Shaelz · Shaelz · May 24, 2026 · May 24, 2026
diff --git a/CHANGELOG.md b/CHANGELOG.md
@@ -2,11 +2,13 @@
 
 ## Unreleased
 
-Post-v1 maintenance hardening only. No installer behavior change. No intended change to the canonical reusable orientation behavior beyond maintenance markers.
+Post-v1 maintenance hardening only. No installer behavior change.
 
 - Add a deterministic shared-rule drift guard for canonical `skills/codebase-orient/SKILL.md` vs the bootstrap embedded shared-rule snapshot in `skills/install-codebase-orient/SKILL.md`, including explicit shared-block markers, a validation script, and a GitHub Actions check that now guards those shared blocks against future accidental drift.

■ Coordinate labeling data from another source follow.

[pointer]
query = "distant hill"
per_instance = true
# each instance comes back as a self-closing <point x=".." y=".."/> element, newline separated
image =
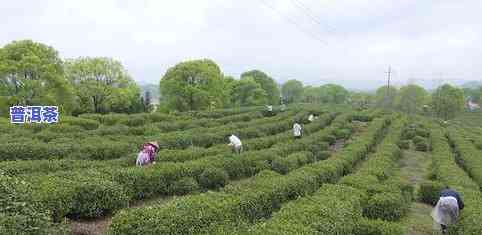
<point x="472" y="84"/>
<point x="154" y="89"/>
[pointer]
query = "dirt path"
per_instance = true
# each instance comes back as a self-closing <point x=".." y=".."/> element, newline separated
<point x="415" y="167"/>
<point x="99" y="226"/>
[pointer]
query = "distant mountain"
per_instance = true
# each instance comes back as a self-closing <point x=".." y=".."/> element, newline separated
<point x="472" y="84"/>
<point x="153" y="89"/>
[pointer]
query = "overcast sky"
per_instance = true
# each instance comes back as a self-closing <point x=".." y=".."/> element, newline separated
<point x="350" y="42"/>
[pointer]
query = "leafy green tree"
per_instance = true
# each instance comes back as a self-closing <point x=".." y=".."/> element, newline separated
<point x="332" y="93"/>
<point x="473" y="94"/>
<point x="248" y="92"/>
<point x="31" y="74"/>
<point x="193" y="85"/>
<point x="267" y="83"/>
<point x="386" y="97"/>
<point x="127" y="99"/>
<point x="411" y="99"/>
<point x="292" y="91"/>
<point x="101" y="85"/>
<point x="361" y="100"/>
<point x="447" y="101"/>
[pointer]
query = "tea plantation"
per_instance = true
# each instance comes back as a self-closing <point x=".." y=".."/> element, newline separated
<point x="347" y="175"/>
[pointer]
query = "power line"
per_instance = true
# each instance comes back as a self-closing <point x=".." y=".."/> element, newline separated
<point x="293" y="22"/>
<point x="300" y="5"/>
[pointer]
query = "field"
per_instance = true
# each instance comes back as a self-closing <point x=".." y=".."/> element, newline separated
<point x="353" y="172"/>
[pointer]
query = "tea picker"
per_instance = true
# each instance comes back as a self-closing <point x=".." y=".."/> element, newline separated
<point x="147" y="154"/>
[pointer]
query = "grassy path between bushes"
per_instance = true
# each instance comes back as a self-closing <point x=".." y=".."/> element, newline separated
<point x="414" y="167"/>
<point x="99" y="226"/>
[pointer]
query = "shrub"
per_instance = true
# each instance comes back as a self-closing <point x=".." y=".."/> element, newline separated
<point x="93" y="199"/>
<point x="404" y="144"/>
<point x="34" y="150"/>
<point x="387" y="206"/>
<point x="322" y="155"/>
<point x="284" y="165"/>
<point x="19" y="214"/>
<point x="422" y="146"/>
<point x="342" y="133"/>
<point x="132" y="120"/>
<point x="408" y="134"/>
<point x="184" y="186"/>
<point x="378" y="227"/>
<point x="422" y="132"/>
<point x="429" y="192"/>
<point x="87" y="124"/>
<point x="418" y="139"/>
<point x="331" y="139"/>
<point x="213" y="178"/>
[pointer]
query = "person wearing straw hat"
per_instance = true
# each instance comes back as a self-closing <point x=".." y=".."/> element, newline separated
<point x="235" y="143"/>
<point x="147" y="154"/>
<point x="447" y="210"/>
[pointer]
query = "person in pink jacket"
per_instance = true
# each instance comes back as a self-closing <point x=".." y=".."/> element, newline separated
<point x="147" y="154"/>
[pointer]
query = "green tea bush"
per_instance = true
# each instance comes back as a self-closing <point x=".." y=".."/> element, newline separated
<point x="342" y="133"/>
<point x="213" y="178"/>
<point x="284" y="165"/>
<point x="184" y="186"/>
<point x="404" y="144"/>
<point x="86" y="124"/>
<point x="117" y="129"/>
<point x="418" y="139"/>
<point x="95" y="199"/>
<point x="135" y="120"/>
<point x="19" y="213"/>
<point x="387" y="206"/>
<point x="196" y="213"/>
<point x="78" y="194"/>
<point x="422" y="146"/>
<point x="333" y="209"/>
<point x="34" y="150"/>
<point x="408" y="134"/>
<point x="331" y="139"/>
<point x="112" y="119"/>
<point x="449" y="173"/>
<point x="379" y="227"/>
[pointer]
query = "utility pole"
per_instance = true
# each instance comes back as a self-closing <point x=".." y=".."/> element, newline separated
<point x="387" y="95"/>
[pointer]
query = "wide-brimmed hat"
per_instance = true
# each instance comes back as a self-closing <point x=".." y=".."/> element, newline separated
<point x="154" y="144"/>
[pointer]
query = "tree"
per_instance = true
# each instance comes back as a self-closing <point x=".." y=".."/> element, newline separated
<point x="31" y="73"/>
<point x="292" y="91"/>
<point x="332" y="93"/>
<point x="192" y="85"/>
<point x="266" y="83"/>
<point x="248" y="92"/>
<point x="102" y="85"/>
<point x="411" y="99"/>
<point x="386" y="97"/>
<point x="474" y="94"/>
<point x="447" y="101"/>
<point x="311" y="94"/>
<point x="361" y="100"/>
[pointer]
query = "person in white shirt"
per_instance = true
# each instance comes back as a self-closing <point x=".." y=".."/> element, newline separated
<point x="311" y="117"/>
<point x="297" y="130"/>
<point x="235" y="142"/>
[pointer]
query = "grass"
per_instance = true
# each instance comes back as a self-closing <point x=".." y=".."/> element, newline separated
<point x="415" y="166"/>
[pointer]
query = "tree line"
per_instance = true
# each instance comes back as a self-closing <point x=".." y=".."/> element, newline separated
<point x="32" y="73"/>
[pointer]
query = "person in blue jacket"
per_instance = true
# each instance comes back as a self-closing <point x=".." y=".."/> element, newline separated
<point x="448" y="207"/>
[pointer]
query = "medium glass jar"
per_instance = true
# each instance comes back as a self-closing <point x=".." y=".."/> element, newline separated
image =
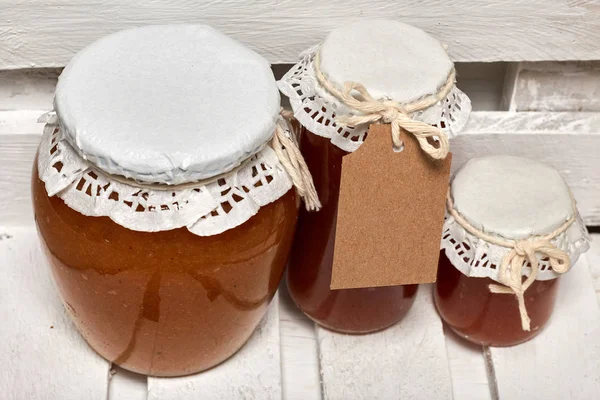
<point x="310" y="266"/>
<point x="324" y="143"/>
<point x="167" y="230"/>
<point x="493" y="192"/>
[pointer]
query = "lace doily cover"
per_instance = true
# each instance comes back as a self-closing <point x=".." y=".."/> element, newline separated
<point x="316" y="109"/>
<point x="475" y="257"/>
<point x="205" y="210"/>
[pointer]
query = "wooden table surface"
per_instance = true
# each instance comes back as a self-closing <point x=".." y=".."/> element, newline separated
<point x="288" y="357"/>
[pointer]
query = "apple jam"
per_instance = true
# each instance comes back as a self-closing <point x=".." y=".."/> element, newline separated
<point x="480" y="316"/>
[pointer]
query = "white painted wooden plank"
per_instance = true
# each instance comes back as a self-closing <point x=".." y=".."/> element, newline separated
<point x="558" y="86"/>
<point x="16" y="154"/>
<point x="562" y="362"/>
<point x="570" y="142"/>
<point x="46" y="33"/>
<point x="27" y="89"/>
<point x="254" y="372"/>
<point x="43" y="356"/>
<point x="21" y="122"/>
<point x="405" y="361"/>
<point x="467" y="368"/>
<point x="299" y="352"/>
<point x="127" y="385"/>
<point x="593" y="256"/>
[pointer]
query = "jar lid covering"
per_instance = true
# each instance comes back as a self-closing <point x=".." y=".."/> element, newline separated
<point x="392" y="60"/>
<point x="167" y="104"/>
<point x="512" y="197"/>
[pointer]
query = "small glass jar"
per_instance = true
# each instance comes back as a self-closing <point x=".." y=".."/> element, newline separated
<point x="167" y="229"/>
<point x="348" y="54"/>
<point x="506" y="198"/>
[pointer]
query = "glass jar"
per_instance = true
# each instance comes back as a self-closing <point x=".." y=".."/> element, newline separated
<point x="310" y="266"/>
<point x="493" y="192"/>
<point x="324" y="143"/>
<point x="167" y="231"/>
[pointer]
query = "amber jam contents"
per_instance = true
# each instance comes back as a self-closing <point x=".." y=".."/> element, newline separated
<point x="309" y="271"/>
<point x="471" y="310"/>
<point x="164" y="303"/>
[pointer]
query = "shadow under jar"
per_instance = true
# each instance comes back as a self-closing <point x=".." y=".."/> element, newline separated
<point x="348" y="55"/>
<point x="493" y="192"/>
<point x="171" y="275"/>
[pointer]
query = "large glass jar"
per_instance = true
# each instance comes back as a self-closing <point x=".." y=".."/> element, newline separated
<point x="167" y="229"/>
<point x="392" y="70"/>
<point x="495" y="196"/>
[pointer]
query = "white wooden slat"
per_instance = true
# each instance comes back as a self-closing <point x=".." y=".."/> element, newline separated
<point x="594" y="259"/>
<point x="568" y="141"/>
<point x="46" y="33"/>
<point x="43" y="356"/>
<point x="127" y="385"/>
<point x="562" y="362"/>
<point x="405" y="361"/>
<point x="21" y="122"/>
<point x="254" y="372"/>
<point x="557" y="86"/>
<point x="299" y="352"/>
<point x="467" y="368"/>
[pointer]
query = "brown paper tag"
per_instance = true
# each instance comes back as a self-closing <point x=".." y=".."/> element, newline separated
<point x="390" y="214"/>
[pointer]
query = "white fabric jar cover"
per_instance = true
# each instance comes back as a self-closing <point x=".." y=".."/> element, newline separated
<point x="394" y="61"/>
<point x="511" y="198"/>
<point x="144" y="113"/>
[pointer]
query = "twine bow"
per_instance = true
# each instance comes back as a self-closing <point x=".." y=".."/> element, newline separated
<point x="396" y="114"/>
<point x="521" y="251"/>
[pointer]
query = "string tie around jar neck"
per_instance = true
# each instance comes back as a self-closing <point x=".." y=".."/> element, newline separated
<point x="285" y="148"/>
<point x="521" y="252"/>
<point x="398" y="115"/>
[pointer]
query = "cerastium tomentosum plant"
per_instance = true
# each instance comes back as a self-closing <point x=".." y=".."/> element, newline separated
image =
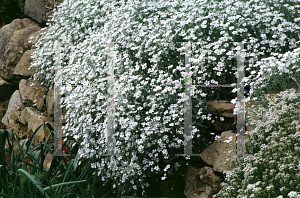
<point x="149" y="70"/>
<point x="270" y="167"/>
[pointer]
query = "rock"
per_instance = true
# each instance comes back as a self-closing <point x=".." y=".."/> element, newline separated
<point x="34" y="37"/>
<point x="35" y="9"/>
<point x="13" y="43"/>
<point x="201" y="182"/>
<point x="3" y="109"/>
<point x="7" y="88"/>
<point x="216" y="154"/>
<point x="21" y="70"/>
<point x="31" y="93"/>
<point x="15" y="99"/>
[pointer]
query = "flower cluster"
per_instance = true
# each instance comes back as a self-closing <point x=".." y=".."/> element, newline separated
<point x="271" y="166"/>
<point x="150" y="39"/>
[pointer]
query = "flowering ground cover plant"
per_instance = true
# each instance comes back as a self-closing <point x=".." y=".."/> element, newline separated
<point x="271" y="166"/>
<point x="149" y="71"/>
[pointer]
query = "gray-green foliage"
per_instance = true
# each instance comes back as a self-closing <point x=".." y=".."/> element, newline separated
<point x="149" y="70"/>
<point x="271" y="165"/>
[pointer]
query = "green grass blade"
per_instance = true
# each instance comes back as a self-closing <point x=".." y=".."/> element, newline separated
<point x="34" y="181"/>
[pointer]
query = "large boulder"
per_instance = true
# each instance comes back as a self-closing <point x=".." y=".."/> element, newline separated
<point x="13" y="44"/>
<point x="201" y="182"/>
<point x="35" y="9"/>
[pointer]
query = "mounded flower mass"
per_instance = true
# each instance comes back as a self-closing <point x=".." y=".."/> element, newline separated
<point x="149" y="70"/>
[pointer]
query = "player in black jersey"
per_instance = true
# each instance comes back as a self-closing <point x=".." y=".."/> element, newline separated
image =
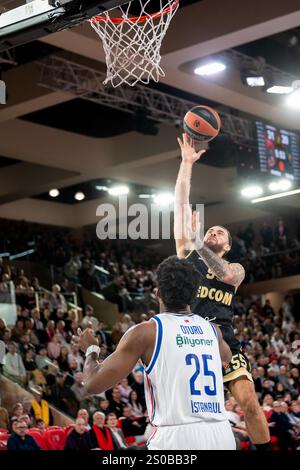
<point x="218" y="282"/>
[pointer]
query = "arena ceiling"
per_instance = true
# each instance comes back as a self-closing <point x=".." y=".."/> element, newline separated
<point x="55" y="139"/>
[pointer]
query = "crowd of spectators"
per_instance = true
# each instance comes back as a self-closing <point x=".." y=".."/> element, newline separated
<point x="124" y="272"/>
<point x="267" y="250"/>
<point x="271" y="341"/>
<point x="40" y="354"/>
<point x="53" y="372"/>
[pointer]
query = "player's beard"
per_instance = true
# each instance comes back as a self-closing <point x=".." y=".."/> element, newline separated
<point x="217" y="248"/>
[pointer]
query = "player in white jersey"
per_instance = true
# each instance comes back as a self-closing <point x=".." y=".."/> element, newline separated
<point x="183" y="355"/>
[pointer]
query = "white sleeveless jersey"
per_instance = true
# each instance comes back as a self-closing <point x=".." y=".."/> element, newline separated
<point x="183" y="381"/>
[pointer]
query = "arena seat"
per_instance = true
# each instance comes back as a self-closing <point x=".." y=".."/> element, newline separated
<point x="274" y="443"/>
<point x="55" y="438"/>
<point x="68" y="429"/>
<point x="39" y="437"/>
<point x="3" y="440"/>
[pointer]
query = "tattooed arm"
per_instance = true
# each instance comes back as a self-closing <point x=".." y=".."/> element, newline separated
<point x="138" y="342"/>
<point x="230" y="273"/>
<point x="182" y="211"/>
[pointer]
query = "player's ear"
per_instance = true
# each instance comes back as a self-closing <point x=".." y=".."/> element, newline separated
<point x="227" y="248"/>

 - Align the bootstrap embedded shared-rule snapshot to canonical wording so future bootstrap-generated project-local skills receive the synchronized shared-rule content.
 - Freeze the former `docs/V1_RELEASE_PLAN.md` contents as `docs/releases/v1.0-validation-record.md` and keep `docs/V1_RELEASE_PLAN.md` as a short compatibility pointer now that `v1.0.0` has shipped.
+- Add an initial local/manual Codex behavioral eval scaffold: an inspectable prompt corpus plus a PowerShell wrapper over a Node runner that uses isolated disposable fixtures, stores traces outside the repo by default, and currently emits evidence summaries for one validated single-case vertical slice with proxy-only invocation evidence from local `codex exec --json` traces.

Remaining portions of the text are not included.